中庭には倉庫のようなものが建っており、木の一本どころか植栽や夏草さえもなく往時をしのぶ寄す処は認められない。建物はしっかりとしていて荒れた感じはないが、四合院造りの飾り気のない質素で古い2階建てだった。土の匂いがして、何となく小学生の頃に通った書道の先生のお宅に似ていると思った。
四合院のどこかに人がいる気配はないが、使い古された白いシャツが1枚物干し竿に干され小さく風に揺れていた。水墨画のような静かでさみしい風景だった。緊張感が高まり、「ニーハオ」と言ってみるが返事はなかった。この家で母は生まれこの庭で遊んだはずであるが、私にはその様子をうまく思い浮かべることが出来なかった。終戦直後、母の家族は強制収容の危機が迫るなか、雇っていた家政婦の機転ですんでのところを逃げ出すことが出来たとよく祖母は語っていた。母と母の家族はどんな気持ちでここを後にしたのだろうか。
私はそっと戸外に出て扉を閉めた。ようやく私の緊張は解かれ深い息を吐いた。汗をかいていたのは夏の暑さのせいだけではなかったと思う。思ったより混乱していたのだろう。落ち着いてから、そういえば写真を撮っていなかったなと気付いたほどだ。汗を拭いて向こうの大通りを振り返ると、喧噪の中に人と車があふれ色鮮やかなデパートのウィンドウには口紅の濃い外国人モデルが微笑んでいた。
2000年代以降にも2度北京を訪れる機会があったが、この時にはもうほとんど東京と変わらないくらいに近代化されていた(もちろん、冷えたビールはいつでも普通に飲める)。ただ、埃っぽいのは相変わらずで空気はすこぶる悪くなったなと感じた。
2005年冬の北京は想像以上に厳しい寒さで、迂闊にも到着早々風邪を引いたようだった。招待元の担当氏は「晩御飯は、北京ダックです」と満面の笑みで告げたが、どうにものどを通りそうもない。適当に愛想笑いを浮かべていたが、気が付くと階下から好い匂いが漂ってくる。階下に火鍋の店があるという。私は「申し訳ないのですが、今夜は風邪っぽいので火鍋が希望です」と言ってみた。担当氏は不躾な申し出にも拘わらず快く引き受けてくれた。効果はテキメンで翌朝は風邪の症状が消えていた。

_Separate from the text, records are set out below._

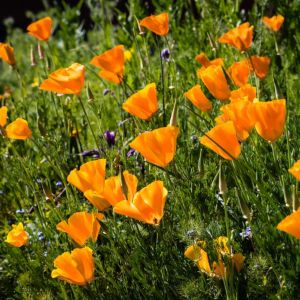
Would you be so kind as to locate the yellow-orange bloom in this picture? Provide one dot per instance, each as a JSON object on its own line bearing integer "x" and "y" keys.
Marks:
{"x": 112, "y": 64}
{"x": 147, "y": 204}
{"x": 76, "y": 267}
{"x": 245, "y": 92}
{"x": 17, "y": 130}
{"x": 240, "y": 113}
{"x": 295, "y": 170}
{"x": 273, "y": 23}
{"x": 65, "y": 80}
{"x": 260, "y": 65}
{"x": 90, "y": 180}
{"x": 81, "y": 226}
{"x": 222, "y": 139}
{"x": 239, "y": 72}
{"x": 197, "y": 97}
{"x": 155, "y": 147}
{"x": 7, "y": 54}
{"x": 142, "y": 104}
{"x": 41, "y": 29}
{"x": 214, "y": 79}
{"x": 291, "y": 224}
{"x": 158, "y": 24}
{"x": 269, "y": 119}
{"x": 17, "y": 236}
{"x": 239, "y": 37}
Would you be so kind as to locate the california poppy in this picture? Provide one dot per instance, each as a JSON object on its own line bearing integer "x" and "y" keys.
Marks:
{"x": 142, "y": 104}
{"x": 65, "y": 80}
{"x": 81, "y": 226}
{"x": 17, "y": 236}
{"x": 240, "y": 113}
{"x": 76, "y": 267}
{"x": 273, "y": 23}
{"x": 295, "y": 170}
{"x": 111, "y": 63}
{"x": 155, "y": 147}
{"x": 7, "y": 54}
{"x": 17, "y": 130}
{"x": 260, "y": 65}
{"x": 90, "y": 179}
{"x": 247, "y": 92}
{"x": 41, "y": 29}
{"x": 147, "y": 204}
{"x": 158, "y": 24}
{"x": 269, "y": 118}
{"x": 197, "y": 97}
{"x": 205, "y": 62}
{"x": 222, "y": 139}
{"x": 239, "y": 72}
{"x": 239, "y": 37}
{"x": 291, "y": 224}
{"x": 214, "y": 79}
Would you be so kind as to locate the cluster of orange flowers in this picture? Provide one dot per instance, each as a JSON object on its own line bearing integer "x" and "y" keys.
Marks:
{"x": 238, "y": 118}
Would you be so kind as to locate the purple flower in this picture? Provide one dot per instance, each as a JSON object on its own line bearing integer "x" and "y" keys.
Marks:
{"x": 110, "y": 137}
{"x": 165, "y": 54}
{"x": 88, "y": 153}
{"x": 131, "y": 152}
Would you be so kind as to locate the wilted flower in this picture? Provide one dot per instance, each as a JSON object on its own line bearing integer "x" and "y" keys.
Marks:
{"x": 17, "y": 236}
{"x": 76, "y": 267}
{"x": 158, "y": 24}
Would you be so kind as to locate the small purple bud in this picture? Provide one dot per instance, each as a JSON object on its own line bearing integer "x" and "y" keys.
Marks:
{"x": 58, "y": 184}
{"x": 110, "y": 137}
{"x": 131, "y": 152}
{"x": 88, "y": 153}
{"x": 105, "y": 92}
{"x": 165, "y": 54}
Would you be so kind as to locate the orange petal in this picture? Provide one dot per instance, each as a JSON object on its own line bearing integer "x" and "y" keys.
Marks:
{"x": 158, "y": 24}
{"x": 197, "y": 97}
{"x": 18, "y": 130}
{"x": 41, "y": 29}
{"x": 223, "y": 140}
{"x": 154, "y": 146}
{"x": 291, "y": 224}
{"x": 142, "y": 104}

次の日は書店巡りの途中、西太后の避暑の別荘・頤和園を見学することになっていた。早朝からエレベーターで派手な服装の女性と乗り合わせた。香水の匂いがきつかったので、午前中その匂いが鼻先周辺に纏わりついているようで不快な心持がした。
頤和園の池の氷は見事に凍りつきスケート場のようになっていて、私も歩くことが出来た。真っ青な空のもと氷がきらきらと輝いて、はるか遠くまで続いている。風邪を引いていることも一瞬忘れそうであった。
目の前で初老の男性が足を滑らせて転んだ。私は手を差し伸べ引き起こす。礼を言われ、どういたしましてと中国語で答えると、彼は笑って「日本人か?」と言った。そうですと答えると、微笑みながら改めて「謝謝」と言われた。人と人などこんなものである、転んだ人には手助けをする、助けられたら礼を言う、それだけなのだ。晴れた空に晴れやかな気持ちだった。

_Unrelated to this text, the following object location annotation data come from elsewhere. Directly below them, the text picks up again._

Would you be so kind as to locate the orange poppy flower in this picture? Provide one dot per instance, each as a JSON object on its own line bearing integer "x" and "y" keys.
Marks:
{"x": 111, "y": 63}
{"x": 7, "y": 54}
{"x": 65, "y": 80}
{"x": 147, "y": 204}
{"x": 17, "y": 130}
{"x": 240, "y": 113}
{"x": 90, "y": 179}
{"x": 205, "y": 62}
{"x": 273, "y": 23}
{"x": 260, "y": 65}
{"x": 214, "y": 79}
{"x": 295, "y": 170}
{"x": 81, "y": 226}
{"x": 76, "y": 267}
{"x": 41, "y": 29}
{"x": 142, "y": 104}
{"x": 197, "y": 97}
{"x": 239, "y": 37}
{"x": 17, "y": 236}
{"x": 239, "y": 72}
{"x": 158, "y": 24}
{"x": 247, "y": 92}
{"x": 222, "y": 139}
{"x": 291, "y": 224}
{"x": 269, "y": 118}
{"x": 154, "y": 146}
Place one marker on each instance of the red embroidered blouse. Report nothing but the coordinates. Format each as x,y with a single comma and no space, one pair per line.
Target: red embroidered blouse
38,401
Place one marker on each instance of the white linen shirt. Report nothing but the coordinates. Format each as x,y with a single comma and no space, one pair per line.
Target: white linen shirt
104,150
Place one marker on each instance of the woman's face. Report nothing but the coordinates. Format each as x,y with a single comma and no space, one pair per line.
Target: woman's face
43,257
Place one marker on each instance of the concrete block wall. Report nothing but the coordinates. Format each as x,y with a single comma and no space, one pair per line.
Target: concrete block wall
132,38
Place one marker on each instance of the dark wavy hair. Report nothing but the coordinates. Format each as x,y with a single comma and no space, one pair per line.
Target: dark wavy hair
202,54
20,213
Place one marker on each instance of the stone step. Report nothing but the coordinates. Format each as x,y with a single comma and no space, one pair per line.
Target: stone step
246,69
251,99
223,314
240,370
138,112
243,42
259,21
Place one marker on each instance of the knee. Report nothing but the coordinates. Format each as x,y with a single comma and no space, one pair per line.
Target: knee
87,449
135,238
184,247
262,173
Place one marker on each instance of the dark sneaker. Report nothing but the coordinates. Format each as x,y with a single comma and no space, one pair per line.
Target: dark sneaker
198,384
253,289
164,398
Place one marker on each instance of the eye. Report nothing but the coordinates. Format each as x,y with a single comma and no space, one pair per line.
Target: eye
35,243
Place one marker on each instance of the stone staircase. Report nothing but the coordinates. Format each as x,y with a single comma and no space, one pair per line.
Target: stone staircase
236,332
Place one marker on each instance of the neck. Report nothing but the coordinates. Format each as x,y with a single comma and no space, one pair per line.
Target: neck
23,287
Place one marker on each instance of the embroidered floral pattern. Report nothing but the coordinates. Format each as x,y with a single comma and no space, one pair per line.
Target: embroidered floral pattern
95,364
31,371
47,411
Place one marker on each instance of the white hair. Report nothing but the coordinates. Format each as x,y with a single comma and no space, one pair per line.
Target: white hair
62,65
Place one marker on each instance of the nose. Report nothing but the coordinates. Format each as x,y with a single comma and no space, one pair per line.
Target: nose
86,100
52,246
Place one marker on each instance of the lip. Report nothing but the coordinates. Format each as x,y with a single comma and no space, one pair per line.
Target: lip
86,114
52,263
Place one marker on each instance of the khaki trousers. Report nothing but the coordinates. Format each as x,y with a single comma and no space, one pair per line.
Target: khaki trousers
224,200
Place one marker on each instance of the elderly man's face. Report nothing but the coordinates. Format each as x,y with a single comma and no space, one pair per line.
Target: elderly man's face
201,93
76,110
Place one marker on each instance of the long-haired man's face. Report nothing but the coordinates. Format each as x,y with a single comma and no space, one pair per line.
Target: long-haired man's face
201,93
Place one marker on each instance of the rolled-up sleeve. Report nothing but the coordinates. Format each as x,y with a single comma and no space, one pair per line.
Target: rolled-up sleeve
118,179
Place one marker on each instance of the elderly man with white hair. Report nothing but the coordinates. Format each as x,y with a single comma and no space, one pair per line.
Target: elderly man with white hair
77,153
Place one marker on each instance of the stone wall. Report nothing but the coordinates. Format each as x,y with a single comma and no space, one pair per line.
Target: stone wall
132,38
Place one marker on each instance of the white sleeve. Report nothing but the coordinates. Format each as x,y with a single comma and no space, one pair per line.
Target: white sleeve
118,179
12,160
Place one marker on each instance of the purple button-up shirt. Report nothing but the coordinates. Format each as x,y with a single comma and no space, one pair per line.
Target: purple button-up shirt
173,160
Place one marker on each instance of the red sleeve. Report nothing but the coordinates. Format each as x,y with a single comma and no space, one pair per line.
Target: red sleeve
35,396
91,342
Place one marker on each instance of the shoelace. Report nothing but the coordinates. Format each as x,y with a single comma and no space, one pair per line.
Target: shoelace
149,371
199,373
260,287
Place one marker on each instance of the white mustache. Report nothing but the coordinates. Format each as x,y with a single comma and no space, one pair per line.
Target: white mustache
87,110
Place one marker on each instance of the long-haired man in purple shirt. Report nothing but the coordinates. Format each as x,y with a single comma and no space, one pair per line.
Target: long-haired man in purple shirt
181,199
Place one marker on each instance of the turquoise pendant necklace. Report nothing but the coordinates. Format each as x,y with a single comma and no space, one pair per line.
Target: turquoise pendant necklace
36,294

だがその晩は怪電話に悩まされることになる。ホテルのエントランスに今朝の女とは違う怪しげな女性が派手な格好で立っていたが、多分商売女なのだろう。夜中に内線電話で誘ってくる。結局3回ほどかけてきてすっかり寝不足になった。
折悪しく、夜には会食の予定が入っている。案の定、夜の酒席では白酒で酔い潰れた。寝不足のせいなのか、恥ずかしながら序盤で瞬殺ノックアウトである。夜の凍てつく北京の戸外は零下20度くらいだったろうか。私は凍死もせず、何とか転ばずに部屋に戻ったようだった。当然のことだが、翌朝、帯同してくれる担当氏から叱責された。冬の北京では酔い潰れてはいけません、と真剣に諭された。面白くないので、へぇ、何でですか?と言い返すと、「死ぬからです」これまた真剣に言われた。接待側がお客に旅先で死なれたらこんな迷惑なことはなかろう。でも、真剣に怒ってくれることに感謝の意を述べつつ、肝に銘じた。

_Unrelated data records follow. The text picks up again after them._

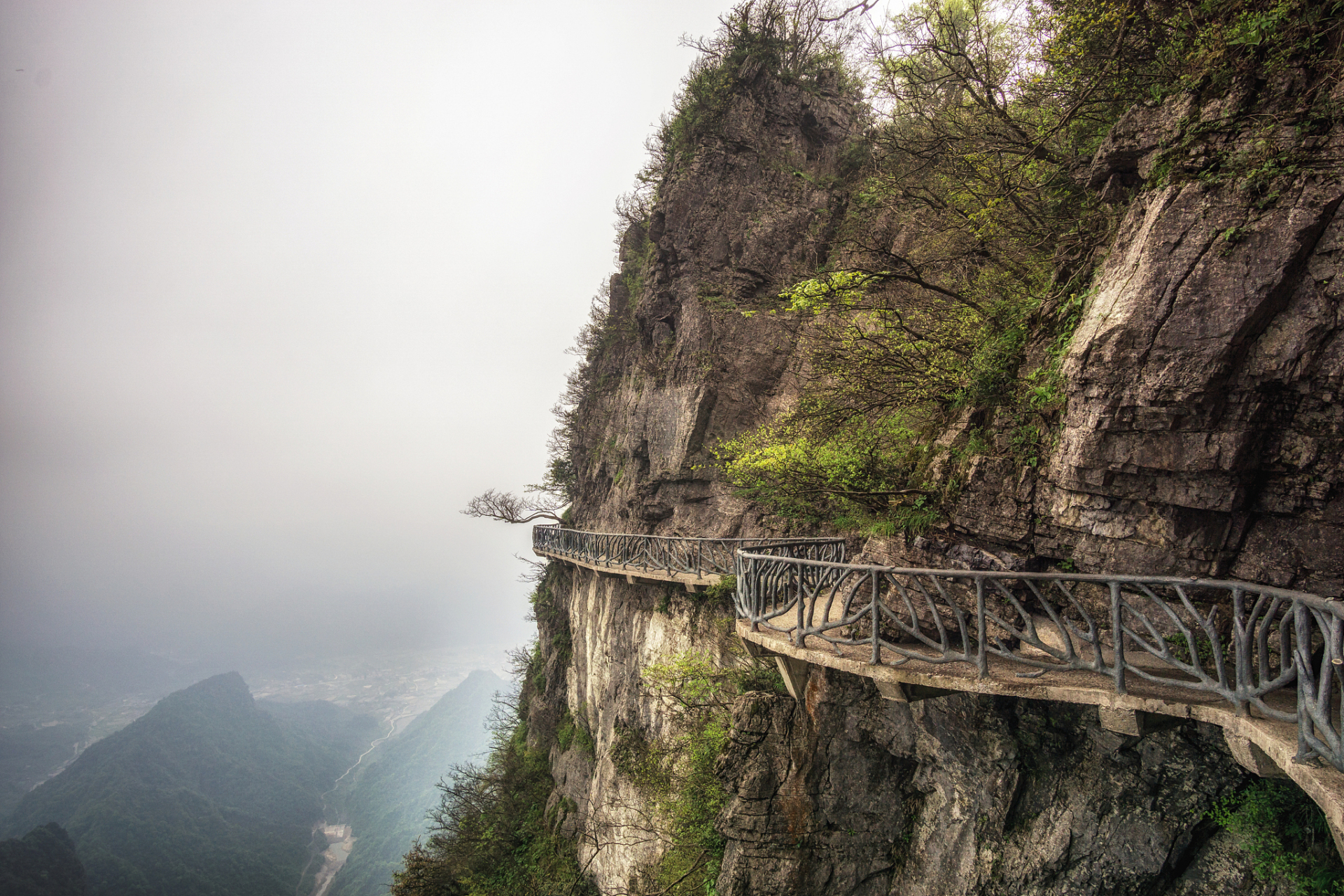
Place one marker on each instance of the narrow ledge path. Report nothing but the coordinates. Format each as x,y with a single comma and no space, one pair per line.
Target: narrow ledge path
913,671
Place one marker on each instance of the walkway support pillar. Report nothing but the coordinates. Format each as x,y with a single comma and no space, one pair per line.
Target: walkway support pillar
794,673
1250,757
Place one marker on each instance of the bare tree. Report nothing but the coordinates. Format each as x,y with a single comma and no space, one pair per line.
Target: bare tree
517,508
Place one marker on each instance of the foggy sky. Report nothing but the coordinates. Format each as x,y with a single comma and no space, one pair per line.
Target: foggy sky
281,286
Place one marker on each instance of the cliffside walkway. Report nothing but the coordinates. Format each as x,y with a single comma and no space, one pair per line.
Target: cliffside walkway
1265,664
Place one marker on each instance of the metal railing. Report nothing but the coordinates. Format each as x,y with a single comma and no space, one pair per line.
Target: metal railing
670,555
1256,647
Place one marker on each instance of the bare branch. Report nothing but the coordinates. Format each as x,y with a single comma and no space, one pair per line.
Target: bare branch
512,508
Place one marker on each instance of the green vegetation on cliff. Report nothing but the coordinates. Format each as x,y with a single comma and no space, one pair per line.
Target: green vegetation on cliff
972,232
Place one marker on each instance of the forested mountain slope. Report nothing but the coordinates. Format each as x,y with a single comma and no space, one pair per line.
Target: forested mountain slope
391,799
203,794
999,288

自身最後の中国訪問はやはり北京で、図書展覧会への出張だった。ちょうどPM2.5の始まり(2012年夏)でほとんど良いことはなかった。2013年から本格的にこの汚染が報道されたが、その前年に北京の大気汚染の危険を察知したのは全てにおいてセンシティブな私だけであった(だが、まったく怪しからぬことに当時周囲は誰ひとりとして関心を持たなかった)。
ある日、夏季北京オリンピックの鳥の巣スタジアムを眺めながらタクシーに乗っていると咳が止まらなくなった。ホテルの部屋に帰ると咳は止まる、外出するとまた咳が出るの繰り返し。展覧会場のボディチェックをかい潜り持ち込んだタバコは日に日に不味く感じられた。矛盾するようだが、空気の良い部屋で吸うタバコは美味しかった。
展覧会最終日、お昼から降り出した土砂降りの雨の中トラックは何十台と列をなし、会場の撤収作業が行われている。それを見下ろすホテルの部屋からは、雷雨に煙る北京の街が霞んで見えた。かつて祖父母と母が暮らし、そのまた祖先が住んだ家々が櫛比する街を稲光が紫色からほんの一瞬金色に照らす。その祖先は最期は肺病を病み倒れたと聞くが、奇しくも子孫の自分もまた咳に苦しんでいる。
古からこの街は空気が悪いのだろうか。やれやれ、明日はまだまだ猛暑の日本に戻るのか、私は少しうんざりした。でも、もう北京に来ることはないだろうなとぼんやり思った。会期中一度も晴れなかったが、翌朝は昨夜の雨で空が洗われたように澄み渡る眩しい青空であった。私の咳も止まり、夏の終わりの花壇は芳しい薫りがさわやかだった。玉蜀黍なのかススキなのか私にはわからない金色の毛のような植物が咲いている。
もろこしや 病みて紫煙を そっと吸い
母も祖父母も、そのまた祖先もこの国との縁は深い、そして自分自身もである。いろいろな人に助けられたからこそ今ここに自分もいる。「顔を上げて胸を張りなさい」村上の小説にはそんな一節があった気もするが、果たして自分は先祖に対し胸を張れるのかはかなり心許なく、どうにも面目ない。
私は最後のタバコの煙を空に向かって吹いてみた。茶色から始まった私のワンダーランドの旅は紫色が青に溶けて終わった。